Hal ini kontras dengan langkah United Airlines baru-baru ini. Alih-alih berhenti memberikan panduan, maskapai tersebut merilis dua skenario laba yang berbeda, satu untuk kondisi resesi, dan satu lagi untuk ekspansi. Pendekatan ini memang unik, tetapi tetap berada dalam kerangka keinginan untuk menyenangkan pasar.
Menghindari permainan ekspektasi jangka pendek bisa menjadi strategi sehat bagi lebih banyak perusahaan. Namun sayangnya, hanya sedikit yang cukup kuat untuk menanggung konsekuensinya. Sebab dalam banyak kasus, menyetop panduan laba bisa dianggap sebagai tanda kelemahan atau disorientasi, bukan keberanian.
Para eksekutif di generasi sebelumnya bahkan lebih radikal lagi. John Malone, salah satu tokoh besar di industri kabel dan hiburan, dikenal sering menjawab pertanyaan tentang laba dengan pernyataan mengejutkan. “Kalau Anda bertanya soal laba, mungkin Anda salah ruang rapat,” ujarnya suatu ketika. Alih-alih mengejar laba akuntansi, ia fokus pada arus kas, sebuah metrik yang kemudian menjadi populer berkat dirinya, terutama dalam bentuk EBITDA. Kini, EBITDA kerap digunakan oleh banyak perusahaan untuk menunjukkan performa operasional mereka, bahkan dalam kondisi ketika laba bersih tampak lemah.

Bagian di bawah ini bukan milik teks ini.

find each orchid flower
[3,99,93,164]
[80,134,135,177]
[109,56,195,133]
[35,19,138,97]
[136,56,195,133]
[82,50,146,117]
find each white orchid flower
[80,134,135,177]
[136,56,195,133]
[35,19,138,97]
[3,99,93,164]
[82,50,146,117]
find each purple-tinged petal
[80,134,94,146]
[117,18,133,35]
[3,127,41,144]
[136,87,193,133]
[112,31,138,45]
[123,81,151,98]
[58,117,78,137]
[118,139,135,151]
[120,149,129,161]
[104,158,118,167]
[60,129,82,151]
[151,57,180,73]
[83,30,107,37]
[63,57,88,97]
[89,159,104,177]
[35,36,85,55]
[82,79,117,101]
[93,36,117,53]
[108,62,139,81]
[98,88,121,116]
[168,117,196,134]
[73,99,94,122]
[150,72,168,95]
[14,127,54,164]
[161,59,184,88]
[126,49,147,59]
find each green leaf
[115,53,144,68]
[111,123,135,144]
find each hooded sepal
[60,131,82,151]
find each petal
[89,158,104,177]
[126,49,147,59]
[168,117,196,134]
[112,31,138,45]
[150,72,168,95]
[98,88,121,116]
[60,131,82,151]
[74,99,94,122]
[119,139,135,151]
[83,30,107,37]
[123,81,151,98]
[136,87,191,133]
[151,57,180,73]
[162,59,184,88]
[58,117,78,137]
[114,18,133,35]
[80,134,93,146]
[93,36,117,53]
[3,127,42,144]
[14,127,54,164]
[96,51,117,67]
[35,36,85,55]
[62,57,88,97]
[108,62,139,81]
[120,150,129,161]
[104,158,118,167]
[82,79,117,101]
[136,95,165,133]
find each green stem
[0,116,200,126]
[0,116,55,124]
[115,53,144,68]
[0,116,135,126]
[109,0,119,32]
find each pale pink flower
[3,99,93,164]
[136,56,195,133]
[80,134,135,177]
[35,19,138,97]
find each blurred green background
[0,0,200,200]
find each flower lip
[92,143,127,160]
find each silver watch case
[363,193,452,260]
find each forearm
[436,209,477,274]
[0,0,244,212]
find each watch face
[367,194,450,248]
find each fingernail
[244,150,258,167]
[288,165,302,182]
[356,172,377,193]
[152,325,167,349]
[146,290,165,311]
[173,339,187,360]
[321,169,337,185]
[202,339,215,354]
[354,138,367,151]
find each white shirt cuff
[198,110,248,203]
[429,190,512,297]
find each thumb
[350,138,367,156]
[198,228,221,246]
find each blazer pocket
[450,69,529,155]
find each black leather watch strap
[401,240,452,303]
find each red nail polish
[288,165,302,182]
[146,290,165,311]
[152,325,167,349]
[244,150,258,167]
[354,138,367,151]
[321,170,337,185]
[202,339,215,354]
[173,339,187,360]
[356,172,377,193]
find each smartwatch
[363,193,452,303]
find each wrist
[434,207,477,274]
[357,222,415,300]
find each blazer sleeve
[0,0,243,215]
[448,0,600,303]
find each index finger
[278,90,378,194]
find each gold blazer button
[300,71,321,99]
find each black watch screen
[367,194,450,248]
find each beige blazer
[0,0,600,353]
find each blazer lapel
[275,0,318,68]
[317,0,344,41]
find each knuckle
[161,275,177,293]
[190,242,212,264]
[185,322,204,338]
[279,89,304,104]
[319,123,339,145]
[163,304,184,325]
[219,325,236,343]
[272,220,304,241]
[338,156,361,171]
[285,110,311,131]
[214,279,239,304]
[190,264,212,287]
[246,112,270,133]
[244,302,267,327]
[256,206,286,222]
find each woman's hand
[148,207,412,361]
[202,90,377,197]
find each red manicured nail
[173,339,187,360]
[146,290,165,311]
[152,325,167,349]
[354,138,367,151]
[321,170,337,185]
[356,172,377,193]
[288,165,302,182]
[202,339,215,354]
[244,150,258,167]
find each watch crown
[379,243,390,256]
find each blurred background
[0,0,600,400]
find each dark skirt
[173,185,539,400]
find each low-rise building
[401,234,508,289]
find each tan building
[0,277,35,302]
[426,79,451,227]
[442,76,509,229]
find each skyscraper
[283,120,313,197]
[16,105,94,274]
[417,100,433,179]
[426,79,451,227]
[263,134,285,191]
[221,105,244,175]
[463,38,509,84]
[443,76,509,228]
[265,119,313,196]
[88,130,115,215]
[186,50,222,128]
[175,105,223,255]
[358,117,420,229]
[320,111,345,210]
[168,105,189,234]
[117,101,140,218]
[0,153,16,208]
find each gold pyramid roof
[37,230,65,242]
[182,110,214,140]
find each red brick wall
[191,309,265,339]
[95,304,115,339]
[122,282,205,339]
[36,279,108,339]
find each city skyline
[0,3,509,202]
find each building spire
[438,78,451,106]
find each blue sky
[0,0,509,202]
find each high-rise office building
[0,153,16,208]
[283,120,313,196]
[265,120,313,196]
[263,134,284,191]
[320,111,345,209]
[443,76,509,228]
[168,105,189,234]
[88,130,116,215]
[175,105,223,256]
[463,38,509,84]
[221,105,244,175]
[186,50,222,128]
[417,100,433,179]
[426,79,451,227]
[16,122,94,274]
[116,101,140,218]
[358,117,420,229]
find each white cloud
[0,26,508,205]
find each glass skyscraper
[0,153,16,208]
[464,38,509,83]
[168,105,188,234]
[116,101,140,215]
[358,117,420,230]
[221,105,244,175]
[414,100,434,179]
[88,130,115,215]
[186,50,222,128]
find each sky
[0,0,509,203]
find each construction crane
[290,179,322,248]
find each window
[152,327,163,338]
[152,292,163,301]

Fenomena ini mengindikasikan adanya pergeseran dalam cara kepemimpinan perusahaan dipahami. Panduan laba bukan lagi tolok ukur utama untuk menilai kualitas CEO. Yang lebih penting adalah karakter, keberanian, dan kapasitas untuk menavigasi kompleksitas jangka panjang, bahkan jika itu berarti mengecewakan pasar sesaat.
Untuk investor, sinyal semacam ini patut diperhatikan. Jika CEO dari perusahaan yang Anda miliki sahamnya memutuskan untuk menghentikan panduan laba kuartalan, bisa jadi ia adalah pemimpin yang patut dipertahankan.
Di Indonesia, praktik memberikan panduan laba kuartalan belum menjadi standar yang mapan sebagaimana di Amerika Serikat. Sebagian besar emiten di Bursa Efek Indonesia masih mengandalkan laporan keuangan kuartalan sebagai alat utama komunikasi ke pasar, namun tanpa memberikan panduan eksplisit seperti yang biasa dilakukan perusahaan publik AS. Beberapa perusahaan besar seperti Bank Central Asia, Telkom Indonesia, atau Astra International memang rutin menyampaikan target pertumbuhan tahunan, tetapi tidak sampai pada detail kuartalan atau skenario berbasis kondisi makro.
Hal ini bukan karena manajemen Indonesia kurang transparan, melainkan lebih pada struktur pasar modal dan ekspektasi investor yang berbeda. Di bursa-bursa negara berkembang, termasuk Indonesia, investor institusi global yang dominan di Wall Street belum memiliki peran yang sama besar. Tekanan untuk memenuhi konsensus analis pun relatif rendah, memungkinkan direksi untuk lebih fleksibel dalam mengambil keputusan strategis tanpa terlalu khawatir pada fluktuasi harga saham jangka pendek.
Namun begitu, bukan berarti semua perusahaan lokal kebal dari tekanan ekspektasi. Dalam beberapa tahun terakhir, fenomena peningkatan kepemilikan saham oleh investor ritel dan tingginya ekspektasi terhadap perusahaan teknologi seperti GoTo, Bukalapak, atau Traveloka—yang masih dalam tahap pertumbuhan—menciptakan dinamika tersendiri. Investor ritel sering kali menuntut kejelasan arah kinerja jangka pendek, dan hal ini justru dapat menjadi jebakan bagi manajemen untuk membuat janji jangka pendek yang pada akhirnya membatasi ruang inovasi jangka panjang.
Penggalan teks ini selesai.